Although many questions remain about how much protection those antibodies provide infants, and how long that protection lasts researchers say the findings provide yet another compelling reason for pregnant, planning to become pregnant, or breastfeeding women to get vaccinated.

“When babies are born, they have a relatively immature system. It develops over time. So the major protections that babies receive come from Mom.

“So if Mom is producing these antibodies that are present in the breast milk, there is the potential for that protection that Mom has to be transferred over to her baby.

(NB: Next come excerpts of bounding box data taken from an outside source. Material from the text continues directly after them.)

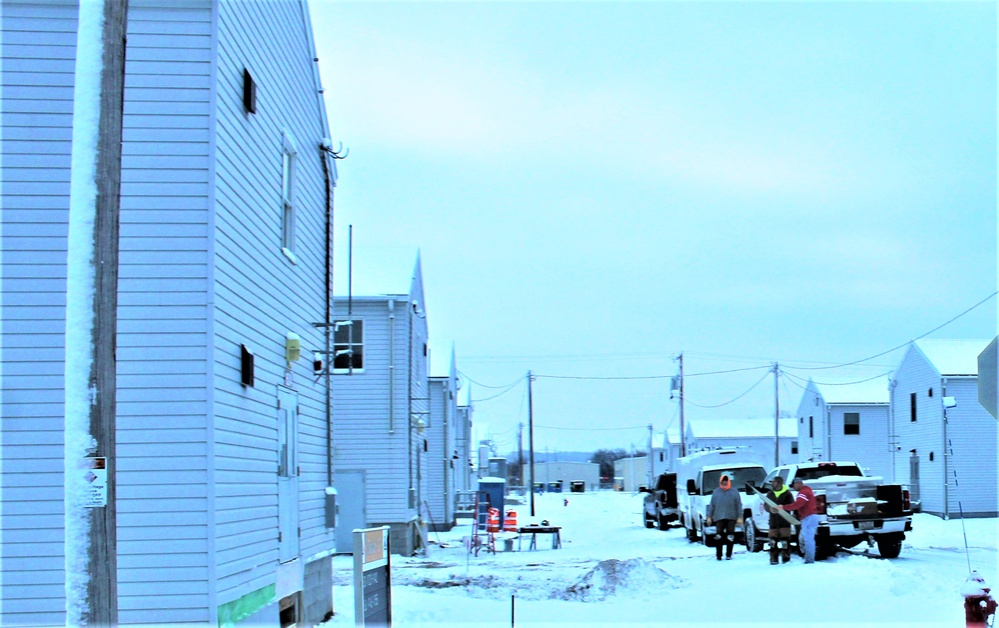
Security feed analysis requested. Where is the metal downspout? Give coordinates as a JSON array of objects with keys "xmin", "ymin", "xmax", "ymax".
[
  {"xmin": 319, "ymin": 144, "xmax": 333, "ymax": 486},
  {"xmin": 406, "ymin": 300, "xmax": 420, "ymax": 508},
  {"xmin": 389, "ymin": 299, "xmax": 395, "ymax": 434},
  {"xmin": 888, "ymin": 379, "xmax": 900, "ymax": 480},
  {"xmin": 940, "ymin": 377, "xmax": 950, "ymax": 521},
  {"xmin": 441, "ymin": 388, "xmax": 451, "ymax": 522}
]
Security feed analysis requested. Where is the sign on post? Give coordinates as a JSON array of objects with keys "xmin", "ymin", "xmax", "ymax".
[
  {"xmin": 354, "ymin": 526, "xmax": 392, "ymax": 626},
  {"xmin": 82, "ymin": 458, "xmax": 108, "ymax": 508}
]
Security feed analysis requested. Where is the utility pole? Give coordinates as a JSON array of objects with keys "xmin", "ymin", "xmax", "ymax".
[
  {"xmin": 646, "ymin": 423, "xmax": 655, "ymax": 488},
  {"xmin": 774, "ymin": 362, "xmax": 780, "ymax": 467},
  {"xmin": 677, "ymin": 351, "xmax": 687, "ymax": 458},
  {"xmin": 527, "ymin": 371, "xmax": 534, "ymax": 517}
]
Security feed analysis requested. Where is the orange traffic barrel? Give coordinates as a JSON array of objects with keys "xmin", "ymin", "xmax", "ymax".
[{"xmin": 503, "ymin": 510, "xmax": 517, "ymax": 532}]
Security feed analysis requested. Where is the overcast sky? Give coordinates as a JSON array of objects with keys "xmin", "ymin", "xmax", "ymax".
[{"xmin": 311, "ymin": 0, "xmax": 997, "ymax": 454}]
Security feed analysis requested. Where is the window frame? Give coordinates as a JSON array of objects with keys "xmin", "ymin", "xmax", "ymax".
[
  {"xmin": 843, "ymin": 412, "xmax": 860, "ymax": 436},
  {"xmin": 330, "ymin": 318, "xmax": 366, "ymax": 375}
]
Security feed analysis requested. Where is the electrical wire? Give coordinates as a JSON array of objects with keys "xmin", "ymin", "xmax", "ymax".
[
  {"xmin": 458, "ymin": 371, "xmax": 524, "ymax": 390},
  {"xmin": 780, "ymin": 369, "xmax": 894, "ymax": 389},
  {"xmin": 534, "ymin": 425, "xmax": 649, "ymax": 432},
  {"xmin": 683, "ymin": 364, "xmax": 773, "ymax": 379},
  {"xmin": 534, "ymin": 375, "xmax": 673, "ymax": 380},
  {"xmin": 471, "ymin": 380, "xmax": 524, "ymax": 403},
  {"xmin": 787, "ymin": 290, "xmax": 999, "ymax": 370},
  {"xmin": 683, "ymin": 373, "xmax": 770, "ymax": 408}
]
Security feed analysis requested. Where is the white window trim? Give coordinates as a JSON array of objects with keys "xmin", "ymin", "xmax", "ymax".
[{"xmin": 330, "ymin": 318, "xmax": 368, "ymax": 375}]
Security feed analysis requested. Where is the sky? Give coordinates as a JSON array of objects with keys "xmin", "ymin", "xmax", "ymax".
[
  {"xmin": 321, "ymin": 491, "xmax": 999, "ymax": 628},
  {"xmin": 310, "ymin": 0, "xmax": 997, "ymax": 455}
]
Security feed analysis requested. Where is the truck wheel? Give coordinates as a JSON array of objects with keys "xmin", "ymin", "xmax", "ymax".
[
  {"xmin": 745, "ymin": 519, "xmax": 763, "ymax": 552},
  {"xmin": 876, "ymin": 538, "xmax": 902, "ymax": 558}
]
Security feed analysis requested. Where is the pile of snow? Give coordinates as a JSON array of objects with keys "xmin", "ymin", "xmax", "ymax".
[{"xmin": 563, "ymin": 558, "xmax": 684, "ymax": 602}]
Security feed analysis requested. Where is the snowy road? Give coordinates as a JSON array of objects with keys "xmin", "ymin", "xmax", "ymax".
[{"xmin": 325, "ymin": 492, "xmax": 999, "ymax": 627}]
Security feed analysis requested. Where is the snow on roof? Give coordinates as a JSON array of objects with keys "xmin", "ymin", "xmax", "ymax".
[
  {"xmin": 429, "ymin": 340, "xmax": 454, "ymax": 377},
  {"xmin": 333, "ymin": 245, "xmax": 420, "ymax": 297},
  {"xmin": 693, "ymin": 417, "xmax": 798, "ymax": 438},
  {"xmin": 812, "ymin": 376, "xmax": 888, "ymax": 404},
  {"xmin": 913, "ymin": 339, "xmax": 992, "ymax": 375}
]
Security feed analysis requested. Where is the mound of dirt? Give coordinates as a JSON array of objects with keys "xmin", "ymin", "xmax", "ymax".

“This is particularly important because babies can’t be vaccinated right now,” Joseph Larkin III, senior author of the study and an associate professor of microbiology and cell science with the University of Florida, said.

The study, which was published this week in the journal Breastfeeding Medicine, was conducted last winter when the Pfizer and Moderna mRNA vaccines were first made available to health care workers.

As such, it was small, limited to only 21 lactating health care workers at the time, and did not include the Johnson & Johnson vaccine, though Larkin stated that research on that vaccine is currently underway.

The coronavirus antibodies present in the women’s breast milk increased after each shot, and the coronavirus antibodies present in the women’s breast milk increased pre-vaccine, after the first dose, and after the second dose.

The new study discovered that after the women were fully vaccinated, their levels of coronavirus antibodies increased roughly 100-fold. This is a higher antibody level than is typically seen in women infected with the SARS-CoV-2 virus.

Of course, breastfeeding is difficult, and Larkin said that he did not want his findings to put undue pressure on women who are struggling or unable to breastfeed. While the majority of mothers in the United States now begin breastfeeding, less than 60% continue to do so at six months, and breastfeeding pressure can harm women’s mental health.

“As a father of five, I do understand from an outside perspective some of the challenges that go into breastfeeding, and I respect that. For those moms that are unable to breastfeed, for many reasons, they shouldn’t be disheartened, because just by being vaccinated she is providing a layer of protection for her baby,” he said.